Boost for DR Congo peace force
November 22, 2004
By Mark Doyle
BBC, Kinshasa

UN peacekeeper and a Congolese soldier
The UN is trying to help organise elections next year
Some 5,000 extra troops have started to arrive in the Democratic Republic of Congo to reinforce a severely stretched United Nations peacekeeping force.

The new troops, which should complete their deployment in the coming weeks, will head to eastern DR Congo.

This is the most dangerous part of the country, where military control is still split despite a ceasefire.

It will be a miracle if elections are held as planned in six months without new clashes between armed factions.

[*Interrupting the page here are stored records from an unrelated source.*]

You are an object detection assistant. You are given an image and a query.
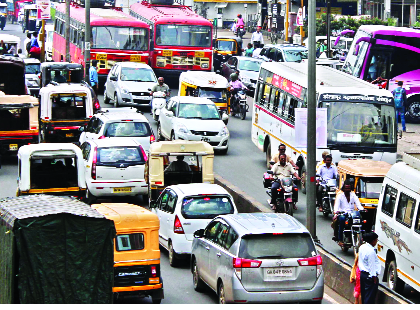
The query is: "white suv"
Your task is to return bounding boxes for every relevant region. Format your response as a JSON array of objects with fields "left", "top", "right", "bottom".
[
  {"left": 157, "top": 96, "right": 229, "bottom": 154},
  {"left": 79, "top": 108, "right": 155, "bottom": 151},
  {"left": 151, "top": 183, "right": 238, "bottom": 266},
  {"left": 81, "top": 138, "right": 148, "bottom": 202}
]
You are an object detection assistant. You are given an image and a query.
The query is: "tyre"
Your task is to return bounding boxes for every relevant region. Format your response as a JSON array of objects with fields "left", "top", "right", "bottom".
[
  {"left": 168, "top": 242, "right": 179, "bottom": 267},
  {"left": 386, "top": 260, "right": 404, "bottom": 294},
  {"left": 193, "top": 259, "right": 204, "bottom": 292}
]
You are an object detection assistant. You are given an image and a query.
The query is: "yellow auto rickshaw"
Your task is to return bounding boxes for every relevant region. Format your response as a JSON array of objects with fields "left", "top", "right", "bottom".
[
  {"left": 178, "top": 71, "right": 230, "bottom": 124},
  {"left": 337, "top": 159, "right": 392, "bottom": 231},
  {"left": 144, "top": 140, "right": 214, "bottom": 202},
  {"left": 92, "top": 203, "right": 164, "bottom": 304}
]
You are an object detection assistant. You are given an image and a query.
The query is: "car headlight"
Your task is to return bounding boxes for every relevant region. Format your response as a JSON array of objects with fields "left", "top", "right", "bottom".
[
  {"left": 219, "top": 126, "right": 229, "bottom": 137},
  {"left": 176, "top": 123, "right": 190, "bottom": 134}
]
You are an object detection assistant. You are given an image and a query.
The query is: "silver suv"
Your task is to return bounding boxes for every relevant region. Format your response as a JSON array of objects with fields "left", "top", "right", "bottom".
[{"left": 191, "top": 213, "right": 324, "bottom": 303}]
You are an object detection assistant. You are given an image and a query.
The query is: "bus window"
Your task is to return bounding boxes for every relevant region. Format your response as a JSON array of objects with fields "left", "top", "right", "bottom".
[{"left": 396, "top": 193, "right": 416, "bottom": 227}]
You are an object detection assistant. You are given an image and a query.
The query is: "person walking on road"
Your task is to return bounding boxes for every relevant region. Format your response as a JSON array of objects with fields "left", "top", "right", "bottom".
[
  {"left": 392, "top": 81, "right": 407, "bottom": 132},
  {"left": 358, "top": 232, "right": 381, "bottom": 304}
]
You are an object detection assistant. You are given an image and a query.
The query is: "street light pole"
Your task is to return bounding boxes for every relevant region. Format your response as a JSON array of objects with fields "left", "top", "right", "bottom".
[{"left": 305, "top": 0, "right": 316, "bottom": 240}]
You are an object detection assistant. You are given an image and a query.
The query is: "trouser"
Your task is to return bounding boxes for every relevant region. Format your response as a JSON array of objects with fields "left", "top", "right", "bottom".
[
  {"left": 395, "top": 107, "right": 405, "bottom": 131},
  {"left": 360, "top": 271, "right": 379, "bottom": 304}
]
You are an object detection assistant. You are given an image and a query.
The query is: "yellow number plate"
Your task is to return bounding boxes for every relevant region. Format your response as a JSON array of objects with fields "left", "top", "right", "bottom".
[
  {"left": 113, "top": 187, "right": 131, "bottom": 193},
  {"left": 96, "top": 54, "right": 107, "bottom": 60},
  {"left": 130, "top": 55, "right": 141, "bottom": 62}
]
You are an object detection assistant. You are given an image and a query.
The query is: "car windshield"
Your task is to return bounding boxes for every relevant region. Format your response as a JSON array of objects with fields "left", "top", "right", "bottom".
[
  {"left": 283, "top": 49, "right": 308, "bottom": 62},
  {"left": 181, "top": 195, "right": 234, "bottom": 219},
  {"left": 239, "top": 233, "right": 316, "bottom": 259},
  {"left": 178, "top": 103, "right": 220, "bottom": 120},
  {"left": 25, "top": 64, "right": 41, "bottom": 74},
  {"left": 104, "top": 122, "right": 151, "bottom": 137},
  {"left": 238, "top": 60, "right": 261, "bottom": 72},
  {"left": 96, "top": 146, "right": 145, "bottom": 166},
  {"left": 92, "top": 26, "right": 148, "bottom": 51},
  {"left": 121, "top": 68, "right": 157, "bottom": 82}
]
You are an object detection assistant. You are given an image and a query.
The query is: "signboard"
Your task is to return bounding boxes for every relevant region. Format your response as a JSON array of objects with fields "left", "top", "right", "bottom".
[
  {"left": 36, "top": 0, "right": 51, "bottom": 19},
  {"left": 295, "top": 108, "right": 327, "bottom": 148}
]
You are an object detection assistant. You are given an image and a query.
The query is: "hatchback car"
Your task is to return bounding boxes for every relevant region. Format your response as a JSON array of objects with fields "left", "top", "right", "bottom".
[
  {"left": 157, "top": 96, "right": 229, "bottom": 154},
  {"left": 151, "top": 183, "right": 238, "bottom": 266},
  {"left": 191, "top": 213, "right": 324, "bottom": 303},
  {"left": 81, "top": 139, "right": 148, "bottom": 202},
  {"left": 104, "top": 61, "right": 157, "bottom": 107},
  {"left": 79, "top": 108, "right": 155, "bottom": 151},
  {"left": 258, "top": 43, "right": 308, "bottom": 62}
]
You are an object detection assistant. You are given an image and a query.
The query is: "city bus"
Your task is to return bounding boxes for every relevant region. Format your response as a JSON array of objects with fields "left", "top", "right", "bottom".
[
  {"left": 251, "top": 62, "right": 397, "bottom": 187},
  {"left": 130, "top": 1, "right": 213, "bottom": 76},
  {"left": 52, "top": 3, "right": 150, "bottom": 81},
  {"left": 342, "top": 25, "right": 420, "bottom": 123}
]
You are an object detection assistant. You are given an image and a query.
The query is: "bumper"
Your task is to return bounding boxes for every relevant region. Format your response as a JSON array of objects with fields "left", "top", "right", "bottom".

Once all of the new troops, from India and Pakistan, are in place there will be some 15,000 blue helmets in DR Congo - the most ambitious and expensive peacekeeping operation in the world.

Ambassadors shocked

It is impossible to exaggerate the task the UN has taken on here.

QUICK GUIDE

The war in DR Congo

More than three million people have died in DR Congo in the past five years from war or war-related destitution.

There is no real national army and hardly any police force.

UN officials are fond of saying that everything is broken in DR Congo except the human spirit and some of them admit that the UN may have taken on too much here with too few resources.

Ambassadors from the UN Security Council are currently visiting DR Congo to assess the peacekeeping mission and its prospects for success.

Some of them have clearly been shocked by the scale of the task at hand.